Republican Rep. Eric Turner of Cicero, who is leading the House-Senate conference committee handling the smoking ban bill, said he wouldn't support a provision added to the bill last week by the Senate that would block any new local smoking ordinances. That is one of several changes senators made in watering down the statewide restrictions.

Numerous cities and counties around the state currently have local ordinances that ban smoking in public buildings and workplaces, including restaurants and bars.

"I don't want to go down that path of trying to trump what locals have successfully done for a number of years," Turner said.

The House-approved bill would prohibit smoking in nearly all public places and businesses but give bars an 18-month exemption to the ban and continue to allow smoking at Indiana's 13 casinos, private clubs, retail tobacco stores, and cigar and hookah bars. The Senate greatly weakened the measure by cutting bars out of the proposed ban and adding new carve-outs for assorted businesses like veterans homes and nursing homes.

Casinos have argued they would see fewer gamblers if they were covered by the smoking ban — potentially threatening the some $650 million a year in tax revenue the state receives from them.

Mike Smith, president of the Casino Association of Indiana, told the conference committee that casinos worried that local governments could include them in local bans in the future if state law didn't prevent such action.

Republican Sen. Beverly Gard of Greenfield, the smoking ban bill's Senate sponsor, said she thought it was important to protect the right of cities and counties to adopt tougher smoking rules than whatever becomes state law.

Gard said that many new bars and restaurants had opened around Greenfield despite tough smoking bans in the city and Hancock County.

"It is a very family-friendly environment," she said. "No one can tell me that going smoke free is going to be bad for business because in my county and my hometown it has not been bad for business."

The negotiators expect to offer a compromise bill by the end of this week, when legislative leaders are planning to adjourn this year's session.

Republican Gov.

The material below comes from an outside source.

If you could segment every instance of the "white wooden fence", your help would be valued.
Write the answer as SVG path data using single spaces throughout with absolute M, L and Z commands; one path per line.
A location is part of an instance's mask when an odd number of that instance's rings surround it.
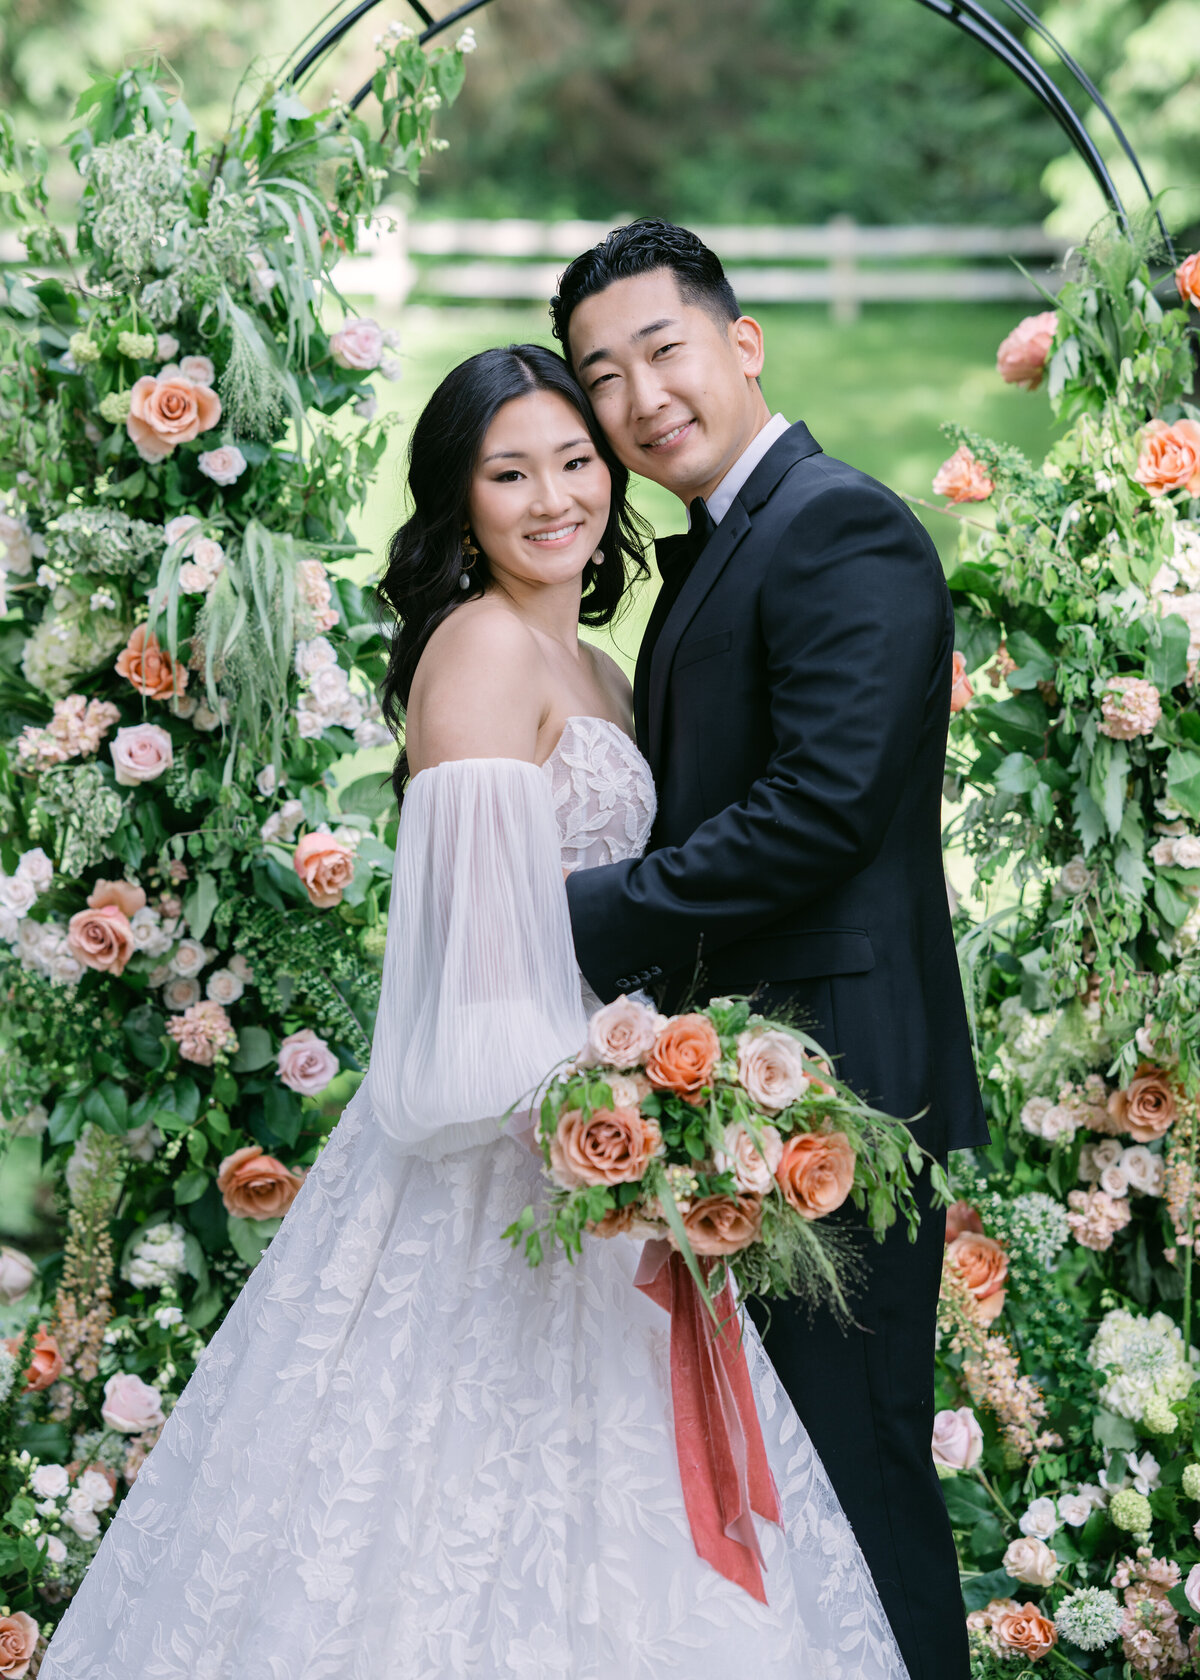
M 343 291 L 398 307 L 434 301 L 538 302 L 606 222 L 405 220 L 379 224 L 368 249 L 336 270 Z M 864 303 L 1035 302 L 1029 275 L 1054 289 L 1069 241 L 1039 227 L 863 227 L 837 216 L 820 227 L 696 227 L 725 264 L 741 302 L 827 303 L 854 320 Z
M 335 278 L 344 292 L 398 309 L 415 293 L 435 302 L 544 303 L 572 257 L 606 222 L 382 218 Z M 864 303 L 1030 304 L 1029 275 L 1053 290 L 1069 242 L 1039 227 L 863 227 L 835 216 L 820 227 L 697 227 L 726 266 L 741 302 L 827 303 L 852 321 Z M 0 233 L 0 264 L 18 263 L 15 235 Z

Mitch Daniels has said he wants to see a statewide smoking ban with as few exemptions as possible, but hasn't specified what exemptions he believed were acceptable.

Anti-smoking advocates are opposing efforts to extend the bar exemption past the September 2013 deadline approved by the House. Opposition from health advocates last year to a House-approved bill that included a bar exemption without an end date contributed to its defeat in a Senate committee.

Sen. Michael Young, R-Indianapolis, offered an amendment the Senate adopted last week that would prohibit local ordinances from banning smoking at any home businesses. But Young, who was among those who opposed the bill in the Senate's 29-21 vote, said he thought smoking rules in general shouldn't be covered by state law.

"I just think this is an issue the local communities should decide," Young said.